The trip was a success for Khalid: Plans were set in motion for the U.S. to set up an airbase in the kingdom, and America began providing the kingdom with military assistance. Two years later, Roosevelt would meet Ibn Saud himself on the deck of a U.S. battleship in the Great Bitter Lake on the Suez Canal, the official start of one of the world’s strongest, and strangest, strategic alliances.

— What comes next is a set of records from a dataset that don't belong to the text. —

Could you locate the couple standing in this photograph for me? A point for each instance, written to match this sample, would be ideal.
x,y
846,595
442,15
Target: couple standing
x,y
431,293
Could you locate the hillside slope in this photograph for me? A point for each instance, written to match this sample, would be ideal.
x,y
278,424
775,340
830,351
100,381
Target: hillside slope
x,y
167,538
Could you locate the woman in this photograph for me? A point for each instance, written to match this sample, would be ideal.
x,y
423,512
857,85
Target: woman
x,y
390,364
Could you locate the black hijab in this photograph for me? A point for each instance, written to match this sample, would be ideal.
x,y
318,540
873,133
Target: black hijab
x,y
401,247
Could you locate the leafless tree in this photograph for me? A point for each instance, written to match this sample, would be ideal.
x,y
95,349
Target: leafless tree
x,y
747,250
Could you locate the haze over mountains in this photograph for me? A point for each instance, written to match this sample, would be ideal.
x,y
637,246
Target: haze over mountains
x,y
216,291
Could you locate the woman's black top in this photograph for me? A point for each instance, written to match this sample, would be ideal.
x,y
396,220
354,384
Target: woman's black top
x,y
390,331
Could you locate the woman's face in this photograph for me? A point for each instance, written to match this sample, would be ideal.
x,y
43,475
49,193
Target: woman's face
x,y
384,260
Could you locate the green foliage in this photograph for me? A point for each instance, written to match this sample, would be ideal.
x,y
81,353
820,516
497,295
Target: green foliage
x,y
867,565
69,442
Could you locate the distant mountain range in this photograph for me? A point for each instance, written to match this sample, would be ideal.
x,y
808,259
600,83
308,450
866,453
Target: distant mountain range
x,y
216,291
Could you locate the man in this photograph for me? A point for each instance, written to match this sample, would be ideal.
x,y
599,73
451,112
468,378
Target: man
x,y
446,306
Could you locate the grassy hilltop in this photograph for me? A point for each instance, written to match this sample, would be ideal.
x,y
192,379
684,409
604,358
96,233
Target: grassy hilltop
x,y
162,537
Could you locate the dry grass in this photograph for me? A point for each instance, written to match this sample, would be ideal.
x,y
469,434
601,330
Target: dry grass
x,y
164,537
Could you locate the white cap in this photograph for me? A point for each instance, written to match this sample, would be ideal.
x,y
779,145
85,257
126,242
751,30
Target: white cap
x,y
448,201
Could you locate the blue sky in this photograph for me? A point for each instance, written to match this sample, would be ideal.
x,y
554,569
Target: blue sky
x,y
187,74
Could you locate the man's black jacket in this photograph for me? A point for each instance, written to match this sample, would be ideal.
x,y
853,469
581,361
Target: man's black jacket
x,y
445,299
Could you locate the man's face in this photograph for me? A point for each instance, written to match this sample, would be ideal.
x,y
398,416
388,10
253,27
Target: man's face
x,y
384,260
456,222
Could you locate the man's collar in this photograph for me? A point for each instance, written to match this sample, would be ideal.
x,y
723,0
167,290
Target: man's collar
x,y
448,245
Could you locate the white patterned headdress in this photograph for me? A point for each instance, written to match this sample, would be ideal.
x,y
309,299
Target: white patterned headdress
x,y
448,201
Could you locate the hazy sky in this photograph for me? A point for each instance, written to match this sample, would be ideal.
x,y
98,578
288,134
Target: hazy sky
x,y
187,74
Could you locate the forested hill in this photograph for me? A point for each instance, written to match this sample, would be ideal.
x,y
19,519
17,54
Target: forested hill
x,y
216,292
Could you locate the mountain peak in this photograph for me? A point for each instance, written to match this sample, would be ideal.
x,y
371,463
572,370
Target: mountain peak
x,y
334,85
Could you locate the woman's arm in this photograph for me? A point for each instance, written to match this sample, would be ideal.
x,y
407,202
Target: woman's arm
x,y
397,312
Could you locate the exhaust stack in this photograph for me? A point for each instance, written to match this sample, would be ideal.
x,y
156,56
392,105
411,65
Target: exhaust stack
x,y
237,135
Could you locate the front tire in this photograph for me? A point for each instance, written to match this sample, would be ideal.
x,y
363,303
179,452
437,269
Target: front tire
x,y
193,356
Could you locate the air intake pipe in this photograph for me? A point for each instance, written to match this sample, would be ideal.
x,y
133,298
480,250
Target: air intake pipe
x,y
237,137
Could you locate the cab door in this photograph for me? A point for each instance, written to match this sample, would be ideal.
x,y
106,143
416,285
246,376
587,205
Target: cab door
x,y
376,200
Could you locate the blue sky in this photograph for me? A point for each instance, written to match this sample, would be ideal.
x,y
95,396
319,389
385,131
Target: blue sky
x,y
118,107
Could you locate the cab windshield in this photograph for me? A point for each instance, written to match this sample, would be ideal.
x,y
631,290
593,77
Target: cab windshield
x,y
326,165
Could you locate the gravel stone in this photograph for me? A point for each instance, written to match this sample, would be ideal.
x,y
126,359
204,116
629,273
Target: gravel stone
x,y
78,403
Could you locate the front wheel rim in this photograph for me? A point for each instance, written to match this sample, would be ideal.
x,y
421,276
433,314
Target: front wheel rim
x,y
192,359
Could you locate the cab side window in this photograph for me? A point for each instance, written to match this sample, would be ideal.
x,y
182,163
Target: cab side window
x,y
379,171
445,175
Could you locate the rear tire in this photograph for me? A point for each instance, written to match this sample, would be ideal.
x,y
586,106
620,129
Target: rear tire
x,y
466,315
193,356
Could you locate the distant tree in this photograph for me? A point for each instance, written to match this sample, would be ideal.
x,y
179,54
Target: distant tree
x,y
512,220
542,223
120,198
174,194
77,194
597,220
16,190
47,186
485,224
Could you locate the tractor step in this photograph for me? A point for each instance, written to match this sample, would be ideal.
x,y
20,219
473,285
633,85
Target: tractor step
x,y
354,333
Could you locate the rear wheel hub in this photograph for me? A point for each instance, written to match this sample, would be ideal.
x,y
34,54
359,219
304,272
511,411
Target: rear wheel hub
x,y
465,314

Seventy-five years after the brothers’ trip to Washington, another Saudi prince and future king visited the White House on Tuesday, and the parallels are striking. Like his uncle Faisal, 32-year-old Mohammed bin Salman serves as the public face of a kingdom ruled by his infirm father, King Salman. Once again, the kingdom is in dire need of an economic overhaul—this time to wean it off the dependence on oil exports that have enriched the Saud family since World War II. Once again, it is worried about instability at home and threats from abroad in the form of growing Iranian influence in Iraq, Syria, Lebanon, and elsewhere. And as always, it has a problem in Yemen, whose capital, Sanaa, is once again ruled by Zaydis—the Houthi rebels that a Saudi-led military force has been fighting since 2015. Just as Faisal and Khalid toured about a dozen states during their trip, Mohammed bin Salman heads to Silicon Valley later this week.
Luckily for the prince, the current occupant of the White House is man seemingly hell-bent on outdoing all 13 of his predecessors in his devotion to the House of Saud. “We’ve become very good friends over a fairly short period of time,” President Trump boasted during a photo-op before his meeting with the crown prince at the White House on Tuesday. “The relationship was, to put it mildly, very strained during the Obama administration. And the relationship now is probably as good as it’s really ever been and will probably only get better.”
Though he attacked the kingdom on the campaign trail for its alleged role in the 9/11 attacks and for pushing “gays off buildings,” Trump not only made Saudi Arabia his first foreign visit as president, he has fully bought into the kingdom’s view of Iran as the predominant threat to peace and stability in the region, and may fully dismantle the Obama administration’s nuclear agreement with Iran as soon as this May. “The Iran deal is coming up and you’re going to see what I do,” the president said Tuesday. “A lot of bad things are happening in Iran.”
The administration has ramped up support for the Saudi-led bombing campaign in Yemen—and argued the Saudi case at the U.N.—despite the war’s horrific humanitarian consequences and dubious strategic rationale. (Yemen wasn’t mentioned at Tuesday’s press availability.) MBS, as he is colloquially known, has also reportedly developed a close personal relationship with the Trump family’s own “prince”—Jared Kushner—and the president has publicly backed a number of the prince’s more controversial moves, including blockading Qatar, locking up some of the country’s most powerful princes in a luxury hotel for a few weeks, and the quasi-kidnapping of Lebanon’s prime minister. The Saudis are also no doubt pleased by last week’s firing of Secretary of State Rex Tillerson, whom they viewed as an ally of their rival Qatar.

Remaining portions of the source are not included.